The impact of Ebola on the healthcare system will have knock-on effects in years to come, especially for infectious diseases. (Although in some cases the effects are being felt already – see this recent report on the side-effects and complications being caused by antimalarials provided nationwide in Sierra Leone last month.) Effects on women are likely to be particularly severe, since they are both the most likely to be healthcare providers and consumers. Outside the healthcare sector, education has been put on hold for six months generally, agriculture and trading activity has been greatly affected, while NGO work in other sectors has also come to a halt. Food insecurity is not yet widespread, but may be considerable in rural subsistence settings.

C. Journalism

There are also a growing number of first-person narratives from foreign responders, worth reading to see what it is like working in ETCs or in other capacities on the front line.  I present these in no particular order (see also previous posts):

  • Paul Pronyk, infectious disease and public health physician working in Freetown.
  • John Wright, a British physician, was in Sierra Leone last month.
  • African platypus, an anonymous US nurse practitioner, was in Liberia in November/December.
  • Pieter Baker, a US epidemiologist working on surveillance in Sierra Leone.
  • Gillian McKay, a Canadian nurse and ETC PPE trainer in Sierra Leone.

I am only too aware that all of these are out-of-region persons who have arrived for this epidemic.  I would love to include more viewpoints from locals, but am not connected to them at present. I do see some one-off posts via American/European news sources, for example this report of a day in the life of a contact tracer in Monrovia. But more pointers very welcome.

The local person I read the most is Umaru Fofana, who writes for the BBC, Politico Sierra Leone and himself on Facebook.  But he is a journalist, rather than a practitioner. On that front, I’d also point you towards the range of other local journalism recently highlighted by Crawford Kilian.

D. Getting involved

  • For those of you with French language skills, there’s an Ebola MOOC from Unige (l’Université de Genève) and UNF3S (l’université numérique francophone des sciences du sport et de la santé), starting on January 12th.
  • If you are a modeller, you may be interested in the upcoming workshop on “Modeling the Spread and Control of Ebola in West Africa“, January 22-23 in Atlanta. They’re accepting posters too, but the deadline for that is January 8th.

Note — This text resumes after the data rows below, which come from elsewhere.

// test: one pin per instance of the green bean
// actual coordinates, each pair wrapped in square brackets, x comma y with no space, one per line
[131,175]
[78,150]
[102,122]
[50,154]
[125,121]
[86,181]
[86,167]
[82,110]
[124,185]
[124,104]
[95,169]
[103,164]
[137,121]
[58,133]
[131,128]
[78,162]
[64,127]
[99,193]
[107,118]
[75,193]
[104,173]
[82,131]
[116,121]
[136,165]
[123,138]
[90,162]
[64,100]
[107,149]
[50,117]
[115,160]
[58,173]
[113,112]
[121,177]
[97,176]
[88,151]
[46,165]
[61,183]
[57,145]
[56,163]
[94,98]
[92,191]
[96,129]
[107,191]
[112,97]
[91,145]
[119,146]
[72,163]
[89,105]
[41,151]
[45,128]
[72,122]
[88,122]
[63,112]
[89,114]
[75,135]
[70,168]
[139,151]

If you have seen something I’ve missed (or links are broken), you can reach me @harlingg. And as ever, thank you to all those on whose intellectual shoulders I am standing.

There are eight previous posts in this series and a summary of data/research sources.

1 This is mostly for my reference, but there was a paper published this month highlighting that phylodynamic methods can estimate key epidemiological parameters using only the 74 initial outbreak cases, as opposed to the larger number needed for count-based analysis (Samuel Alizon et al, Virulence 2014).